Das niederländische Verteidigungsministerium hat eine Marktsichtung für ein Drohnenschutznetzsystem gestartet, mit dem das Schutzniveau der Panzerhaubitze 2000 gegen Drohnenangriffe erhöht werden kann. Dies geht aus einer gestern veröffentlichten Mitteilung des Materiel and IT Command (COMMIT), einer Rüstungsbeschaffungsabteilung des niederländischen Verteidigungsministeriums, auf der europäischen Online-Vergabeplattform TED hervor.

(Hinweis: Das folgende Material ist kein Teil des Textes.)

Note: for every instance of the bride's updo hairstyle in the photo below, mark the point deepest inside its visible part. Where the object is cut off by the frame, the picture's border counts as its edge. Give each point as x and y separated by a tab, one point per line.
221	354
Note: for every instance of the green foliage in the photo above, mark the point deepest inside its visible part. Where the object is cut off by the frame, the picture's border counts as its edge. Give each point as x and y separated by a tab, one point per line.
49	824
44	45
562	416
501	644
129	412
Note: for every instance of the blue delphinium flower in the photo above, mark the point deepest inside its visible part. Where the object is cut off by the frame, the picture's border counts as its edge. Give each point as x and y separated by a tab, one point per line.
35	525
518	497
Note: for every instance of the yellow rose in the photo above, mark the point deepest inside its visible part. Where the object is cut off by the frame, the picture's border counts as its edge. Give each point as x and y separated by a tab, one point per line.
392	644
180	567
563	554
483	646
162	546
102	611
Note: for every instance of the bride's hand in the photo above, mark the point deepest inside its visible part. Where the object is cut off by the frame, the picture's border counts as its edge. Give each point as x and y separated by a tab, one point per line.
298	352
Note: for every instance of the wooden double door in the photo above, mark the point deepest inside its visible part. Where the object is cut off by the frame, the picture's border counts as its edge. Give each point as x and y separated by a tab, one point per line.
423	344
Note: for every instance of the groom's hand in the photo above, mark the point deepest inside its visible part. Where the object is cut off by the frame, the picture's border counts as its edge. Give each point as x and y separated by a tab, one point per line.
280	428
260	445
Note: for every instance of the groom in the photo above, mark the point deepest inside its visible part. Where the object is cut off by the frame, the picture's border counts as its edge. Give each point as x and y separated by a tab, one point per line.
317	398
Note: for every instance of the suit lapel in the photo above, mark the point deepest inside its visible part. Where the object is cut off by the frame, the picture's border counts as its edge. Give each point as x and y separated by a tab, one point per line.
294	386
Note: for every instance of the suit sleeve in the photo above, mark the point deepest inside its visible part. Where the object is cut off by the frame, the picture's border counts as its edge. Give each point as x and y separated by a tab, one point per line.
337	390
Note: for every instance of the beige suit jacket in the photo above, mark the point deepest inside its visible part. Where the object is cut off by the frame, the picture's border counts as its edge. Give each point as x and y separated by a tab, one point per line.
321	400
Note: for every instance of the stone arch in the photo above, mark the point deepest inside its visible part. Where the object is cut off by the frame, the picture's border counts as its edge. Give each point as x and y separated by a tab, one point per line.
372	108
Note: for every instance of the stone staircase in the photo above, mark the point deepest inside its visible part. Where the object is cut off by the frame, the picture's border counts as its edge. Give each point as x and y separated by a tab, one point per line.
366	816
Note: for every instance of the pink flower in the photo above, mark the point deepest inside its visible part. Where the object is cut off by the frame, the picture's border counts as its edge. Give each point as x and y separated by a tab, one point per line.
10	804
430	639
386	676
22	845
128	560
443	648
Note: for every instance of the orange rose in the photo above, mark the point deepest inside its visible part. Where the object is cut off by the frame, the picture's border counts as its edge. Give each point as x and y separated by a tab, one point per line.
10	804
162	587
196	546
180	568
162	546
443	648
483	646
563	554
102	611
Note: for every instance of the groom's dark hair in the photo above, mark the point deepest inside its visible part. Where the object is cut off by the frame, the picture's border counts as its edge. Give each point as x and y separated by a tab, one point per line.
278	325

In der TED-Mitteilung heißt, dass die COMMIT mit der Marktsichtung „weitere (detaillierte) Informationen zu Anbietern und Produkten einholen“ möchte, mit dem Ziel, „das Wissen über die Möglichkeiten und Fähigkeiten der Systeme zu erweitern“. Weiterhin schreibt die COMMIT, dass diese Informationen „zur Festlegung der weiteren Projektstrategie und zur Erstellung etwaiger Ausschreibungsunterlagen herangezogen werden“ können.
Weitere Details wurden nicht öffentlich kommuniziert. Die niederländischen Streitkräfte untersuchen jedoch bereits seit geraumer Zeit, wie das Schutzniveau der Panzerhaubitzen gegen Drohnenangriffe erhöht werden könnte.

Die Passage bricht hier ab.